Eine Heldin für Erwachsene

Lange Zeit mussten sich deutsche Fans gedulden, um endlich die in den USA gefeierte Serie Alias in den Händen halten zu dürfen. Als Heftserie hätte dieses eher im Stil eines Independent-Comics gehaltene Werk zugegebenermaßen kaum eine Chance gehabt, und erscheint daher kompakt in zwei Megabänden, eine Format, das dieser Serie durchaus eine würdige Plattform bietet. Jessica Jones ist, spätestens seitdem sie Star ihrer eigenen Neflix-Serie ist, jedem bekannt.
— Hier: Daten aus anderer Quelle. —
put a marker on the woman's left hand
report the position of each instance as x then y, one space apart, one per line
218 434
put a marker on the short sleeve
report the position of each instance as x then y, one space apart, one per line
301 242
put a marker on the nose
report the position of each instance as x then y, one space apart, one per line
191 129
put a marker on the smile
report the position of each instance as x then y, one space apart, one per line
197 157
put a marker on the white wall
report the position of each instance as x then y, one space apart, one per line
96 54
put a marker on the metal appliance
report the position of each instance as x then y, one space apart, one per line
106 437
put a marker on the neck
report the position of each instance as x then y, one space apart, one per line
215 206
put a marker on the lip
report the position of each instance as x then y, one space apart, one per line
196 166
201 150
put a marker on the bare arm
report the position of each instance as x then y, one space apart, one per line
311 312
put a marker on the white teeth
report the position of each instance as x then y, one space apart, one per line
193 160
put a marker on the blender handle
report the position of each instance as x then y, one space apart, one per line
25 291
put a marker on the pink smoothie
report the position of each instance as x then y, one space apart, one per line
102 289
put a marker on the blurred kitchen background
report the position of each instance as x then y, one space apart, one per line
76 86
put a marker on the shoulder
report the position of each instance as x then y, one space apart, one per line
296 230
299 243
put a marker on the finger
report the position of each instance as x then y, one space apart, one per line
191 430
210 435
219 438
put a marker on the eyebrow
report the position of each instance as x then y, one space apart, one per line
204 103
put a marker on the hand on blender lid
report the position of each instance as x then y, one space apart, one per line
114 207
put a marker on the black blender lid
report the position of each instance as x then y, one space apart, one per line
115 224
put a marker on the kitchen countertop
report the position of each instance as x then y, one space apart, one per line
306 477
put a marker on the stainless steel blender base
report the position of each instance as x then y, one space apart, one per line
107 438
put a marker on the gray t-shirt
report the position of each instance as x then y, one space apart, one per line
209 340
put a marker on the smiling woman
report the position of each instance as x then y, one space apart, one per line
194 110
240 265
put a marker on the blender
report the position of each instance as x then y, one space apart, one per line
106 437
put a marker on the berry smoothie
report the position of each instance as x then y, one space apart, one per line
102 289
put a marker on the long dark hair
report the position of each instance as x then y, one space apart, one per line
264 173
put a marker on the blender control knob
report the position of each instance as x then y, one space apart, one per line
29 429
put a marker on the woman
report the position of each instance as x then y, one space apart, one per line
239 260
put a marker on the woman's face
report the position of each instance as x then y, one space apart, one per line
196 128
Alias ist die Geschichte einer gefallenen Heldin. Das Geniale ist dabei, dass Jones, die rauchende, trinkende und fluchende Privatdetektivin, selbt einmal als Superheldin unterwegs war, nun aber ihrem Kostüm überdrüssig geworden ist. Unterbewusst richtet sich diese Serie also direkt an ein erwachsenes Publikum, die selbst der klassischen Strumpfhosen-Helden überdrüssig geworden sind. Nicht nur wegen der harten und derben Wortwahl, auch wegen der erwachsenen Themen, wie z.B. Sexualität, Kriminaltät, Alkoholmissbrauch etc. heben dieses Machwerk aus dem üblichen Einheits-Brei des Genres heraus. Jones selbst wird immer wieder von ihrer Vergangenheit eingeholt. Sei es ein Fan, der an die Tür klopft, Superhelden-Kritiker, die ihr feindselig begegnen oder ein One Night Stand mit einem gewissen Luke Cage. Auch die beste Freundin von Jones ist fester Bestandteil der Superhelden-Szene - Ms. Marvel aka Carol Danvers.
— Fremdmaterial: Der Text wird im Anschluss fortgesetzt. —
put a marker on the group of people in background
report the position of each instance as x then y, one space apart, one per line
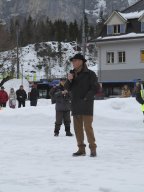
20 95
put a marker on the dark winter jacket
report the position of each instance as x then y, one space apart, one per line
3 97
21 95
34 94
83 89
62 102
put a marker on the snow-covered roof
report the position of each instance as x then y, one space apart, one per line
132 15
129 35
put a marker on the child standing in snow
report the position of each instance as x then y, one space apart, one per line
12 99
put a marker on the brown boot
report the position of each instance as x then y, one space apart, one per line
79 153
93 153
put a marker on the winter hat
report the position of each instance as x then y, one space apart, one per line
78 56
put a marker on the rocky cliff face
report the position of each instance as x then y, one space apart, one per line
57 9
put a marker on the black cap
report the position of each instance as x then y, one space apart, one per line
78 56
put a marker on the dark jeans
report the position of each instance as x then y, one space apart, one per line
21 103
33 103
2 104
62 117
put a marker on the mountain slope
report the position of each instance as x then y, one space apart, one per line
57 9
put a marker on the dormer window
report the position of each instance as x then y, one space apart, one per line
142 26
116 29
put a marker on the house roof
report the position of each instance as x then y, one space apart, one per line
132 15
117 13
129 35
139 6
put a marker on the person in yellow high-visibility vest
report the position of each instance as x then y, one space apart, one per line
140 95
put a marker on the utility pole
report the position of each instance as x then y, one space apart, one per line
83 30
17 48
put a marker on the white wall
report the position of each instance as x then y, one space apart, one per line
132 49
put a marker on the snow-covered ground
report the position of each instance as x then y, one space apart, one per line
32 160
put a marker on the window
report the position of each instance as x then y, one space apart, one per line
109 29
142 56
110 57
122 28
116 29
142 26
122 57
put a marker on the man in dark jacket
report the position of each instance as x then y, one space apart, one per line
3 97
83 84
34 96
21 96
62 99
140 95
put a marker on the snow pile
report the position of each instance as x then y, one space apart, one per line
16 83
32 160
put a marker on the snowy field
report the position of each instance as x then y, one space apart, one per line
33 160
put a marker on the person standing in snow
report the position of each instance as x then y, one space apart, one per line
140 95
21 96
126 92
3 97
62 100
83 84
34 96
12 99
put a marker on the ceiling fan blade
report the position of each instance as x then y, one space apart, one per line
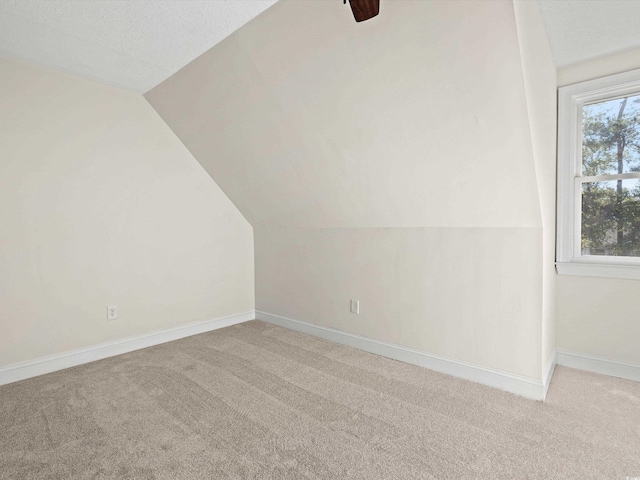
364 9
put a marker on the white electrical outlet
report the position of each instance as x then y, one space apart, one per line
355 306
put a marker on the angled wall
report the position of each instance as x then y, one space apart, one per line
102 205
389 161
539 73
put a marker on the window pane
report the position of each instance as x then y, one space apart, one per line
611 136
611 218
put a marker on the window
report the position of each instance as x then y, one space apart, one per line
599 177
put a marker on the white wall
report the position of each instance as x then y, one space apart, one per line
102 205
599 316
539 73
453 292
390 161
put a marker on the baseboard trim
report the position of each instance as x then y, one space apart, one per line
604 366
520 385
53 363
551 368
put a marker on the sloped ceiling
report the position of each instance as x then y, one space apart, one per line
414 118
130 44
584 29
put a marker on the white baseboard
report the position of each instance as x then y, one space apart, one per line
520 385
604 366
551 368
52 363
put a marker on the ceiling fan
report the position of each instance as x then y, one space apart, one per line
364 9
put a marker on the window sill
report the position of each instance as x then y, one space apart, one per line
602 270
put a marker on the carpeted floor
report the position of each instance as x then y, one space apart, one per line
258 401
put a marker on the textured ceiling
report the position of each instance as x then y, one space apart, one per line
133 44
579 30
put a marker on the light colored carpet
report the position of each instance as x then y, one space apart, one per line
258 401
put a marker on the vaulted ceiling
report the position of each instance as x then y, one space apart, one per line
138 44
130 44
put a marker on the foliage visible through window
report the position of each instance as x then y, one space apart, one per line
610 222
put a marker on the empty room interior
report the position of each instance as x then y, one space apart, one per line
319 239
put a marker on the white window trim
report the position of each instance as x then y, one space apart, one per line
569 260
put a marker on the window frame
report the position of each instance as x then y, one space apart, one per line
571 98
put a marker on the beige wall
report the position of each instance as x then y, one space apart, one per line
599 316
102 205
454 292
415 118
390 161
539 73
Das Artwork ist alles andere als der Mainstream-Stil, allerdings spielt Michael Gaydos auf interessante Weise mit den 

Panels und spiegelt durch die Farbgebung einzigartig die düstere Grundstimmung wider. Allzu farbig ist hier jedoch nichts, es soll schließlich realistisch sein. Sehr schön sind auch  die künstlerischen Intermezzos von Gastzeichnern, wie z.B. David Mack. Autor Brian M. Bendis beweist, wie gut er darin ist, nicht nur reale, sondern auch fesselnde, geradezu lebendige Dialoge zu schreiben, eine Eigenschaft, für die ich ihn sehr schätze. Sowohl durch sein Skript als auch durch die Zeichnungen von Gaydos wird die einstmals strahlende Heldin auf das Menschlichste, Realistischste und Identifizierbarste heruntergebrochen, was Marvel zu bieten hat.

 

Im Grunde bleibt es die Geschichte einer sich in New York durchschlagenden Privatdetektivin, die sich irgendwo zwischen dem Superhelden-, Drama- und Krimi-Genre bewegt.
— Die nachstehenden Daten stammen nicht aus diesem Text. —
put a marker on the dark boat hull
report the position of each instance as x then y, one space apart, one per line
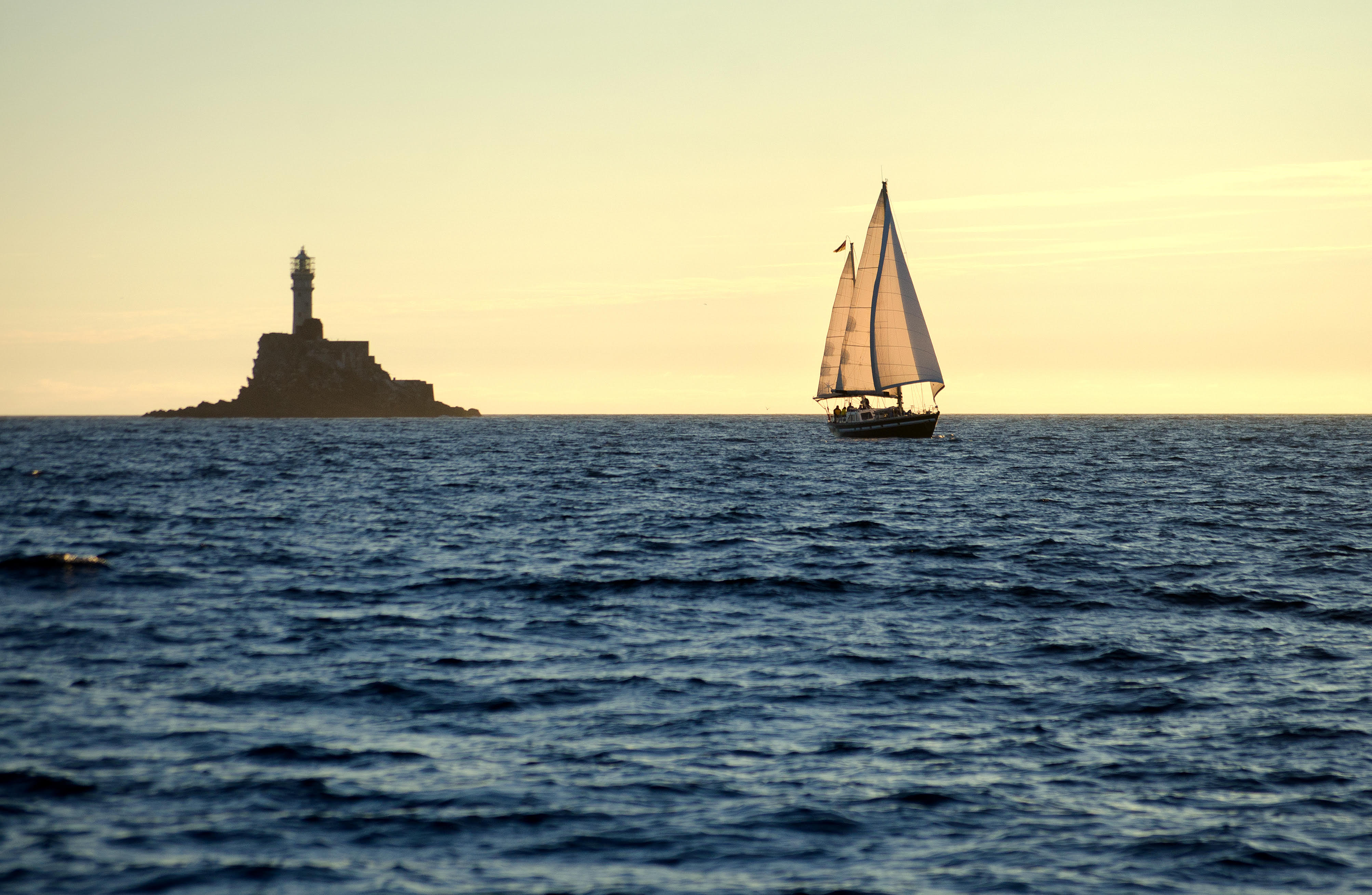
913 426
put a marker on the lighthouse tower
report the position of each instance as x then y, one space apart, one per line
302 286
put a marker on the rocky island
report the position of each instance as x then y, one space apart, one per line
304 374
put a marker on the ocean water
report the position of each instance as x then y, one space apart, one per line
684 654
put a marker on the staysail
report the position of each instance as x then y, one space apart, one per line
884 341
829 367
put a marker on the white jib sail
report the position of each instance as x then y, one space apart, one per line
829 378
886 339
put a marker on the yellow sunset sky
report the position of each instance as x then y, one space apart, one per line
589 208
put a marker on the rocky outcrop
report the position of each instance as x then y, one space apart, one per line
309 375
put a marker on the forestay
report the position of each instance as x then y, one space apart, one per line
877 335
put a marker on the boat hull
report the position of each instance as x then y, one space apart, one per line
913 426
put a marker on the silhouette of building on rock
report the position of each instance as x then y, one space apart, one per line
304 374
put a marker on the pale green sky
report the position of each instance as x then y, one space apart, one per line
630 206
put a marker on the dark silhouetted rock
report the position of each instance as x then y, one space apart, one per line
309 377
304 374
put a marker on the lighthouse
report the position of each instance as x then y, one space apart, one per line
302 288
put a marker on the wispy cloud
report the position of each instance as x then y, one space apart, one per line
1342 181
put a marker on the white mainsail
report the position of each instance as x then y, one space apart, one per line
886 342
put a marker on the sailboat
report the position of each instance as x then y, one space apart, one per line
878 344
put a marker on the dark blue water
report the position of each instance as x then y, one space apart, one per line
688 655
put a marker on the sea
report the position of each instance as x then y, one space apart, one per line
664 655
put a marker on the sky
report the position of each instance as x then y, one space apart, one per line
596 208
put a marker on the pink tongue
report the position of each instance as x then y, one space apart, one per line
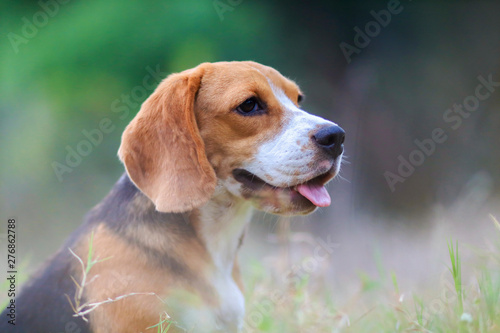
317 194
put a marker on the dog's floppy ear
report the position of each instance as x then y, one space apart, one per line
162 149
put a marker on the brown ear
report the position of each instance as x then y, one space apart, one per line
162 149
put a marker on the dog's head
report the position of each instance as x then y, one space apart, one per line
237 125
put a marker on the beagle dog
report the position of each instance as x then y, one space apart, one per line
207 147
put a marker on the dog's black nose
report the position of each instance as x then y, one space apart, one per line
330 139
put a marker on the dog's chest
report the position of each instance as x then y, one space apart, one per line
231 310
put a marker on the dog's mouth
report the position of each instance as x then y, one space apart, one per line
313 190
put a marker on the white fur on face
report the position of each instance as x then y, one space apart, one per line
287 159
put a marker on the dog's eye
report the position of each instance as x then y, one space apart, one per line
250 106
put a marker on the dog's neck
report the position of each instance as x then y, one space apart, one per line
223 220
218 226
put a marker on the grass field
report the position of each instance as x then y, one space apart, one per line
290 299
296 304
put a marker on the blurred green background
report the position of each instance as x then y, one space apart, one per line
66 75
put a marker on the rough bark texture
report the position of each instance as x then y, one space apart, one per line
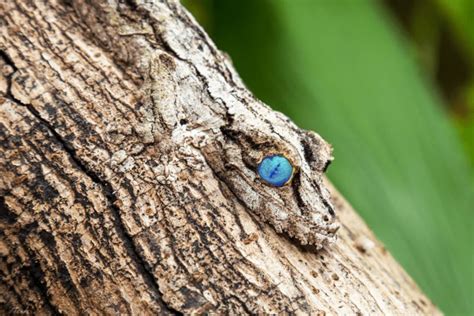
128 148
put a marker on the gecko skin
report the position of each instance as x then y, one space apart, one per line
299 206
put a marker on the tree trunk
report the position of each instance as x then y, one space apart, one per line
128 150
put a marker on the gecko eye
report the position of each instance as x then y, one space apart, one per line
276 170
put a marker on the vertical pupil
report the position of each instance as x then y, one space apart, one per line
275 170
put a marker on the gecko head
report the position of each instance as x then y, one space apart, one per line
276 170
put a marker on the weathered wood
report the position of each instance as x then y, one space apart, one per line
128 147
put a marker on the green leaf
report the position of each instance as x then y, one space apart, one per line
343 69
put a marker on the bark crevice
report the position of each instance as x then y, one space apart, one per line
105 186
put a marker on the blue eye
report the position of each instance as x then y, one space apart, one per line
275 170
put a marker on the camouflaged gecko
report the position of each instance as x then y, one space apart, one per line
234 132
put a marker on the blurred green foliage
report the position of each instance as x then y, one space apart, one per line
344 69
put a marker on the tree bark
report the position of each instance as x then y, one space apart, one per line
128 147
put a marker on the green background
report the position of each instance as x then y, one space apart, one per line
378 81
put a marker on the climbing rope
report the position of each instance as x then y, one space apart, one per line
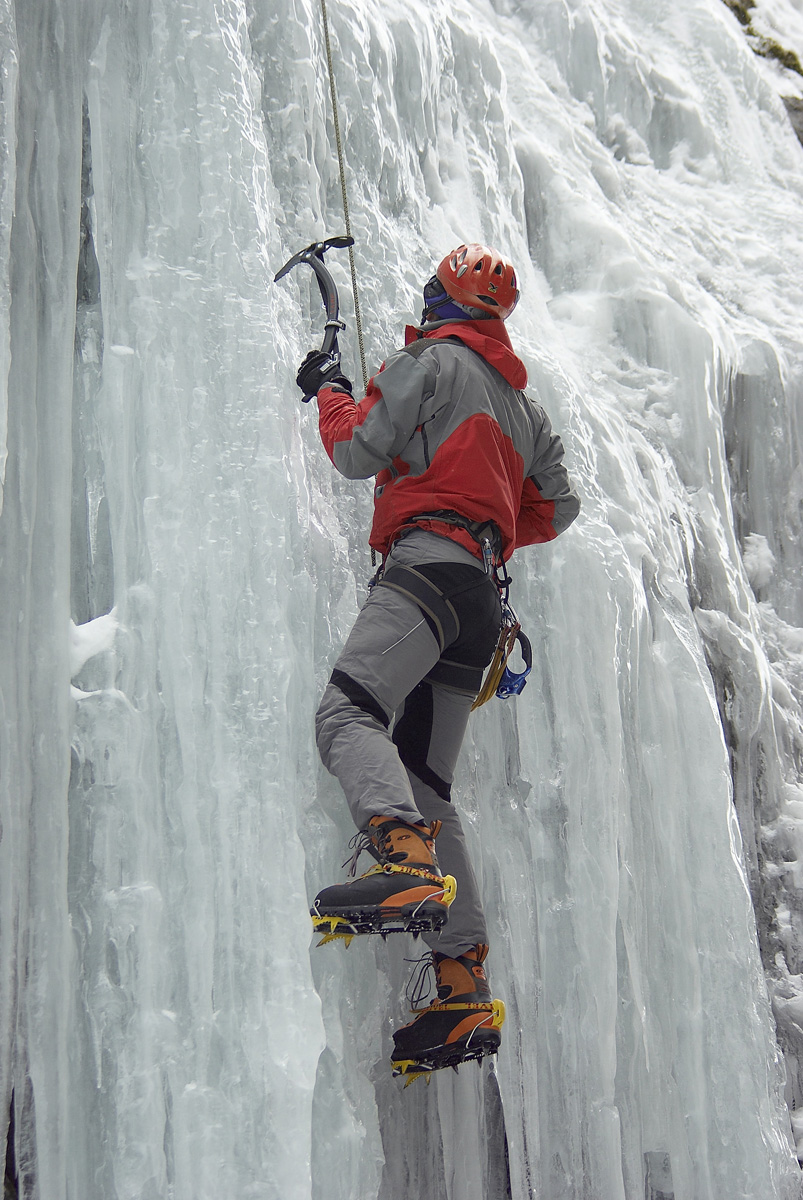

Es ist die anspruchsvolle und geerdete Charaktersierung der zynischen und im Herzen guten Protagonistin, die dieses Comic zu einer einzigartigen Perle macht.

Die Story dagegen ist nichts Überwältigendes, überrascht jedoch mit einigen schönen Wendungen.

Fazit

Jessica Jones: Alias ist also eine eindeutige Leseempfehlung. Nicht nur für Fans der Serie (die von diesem Band überwältigt sein werden), sondern auch für Comic- und Krimi-Fans gleichermaßen.

Besonders jene sollten zu diesem Band greifen, die genug von den üblichen Superhelden-Geschichten haben, genug von Kostümen. Denn diejenigen werden sich mit Jessica als Mensch sehr gut verstehen.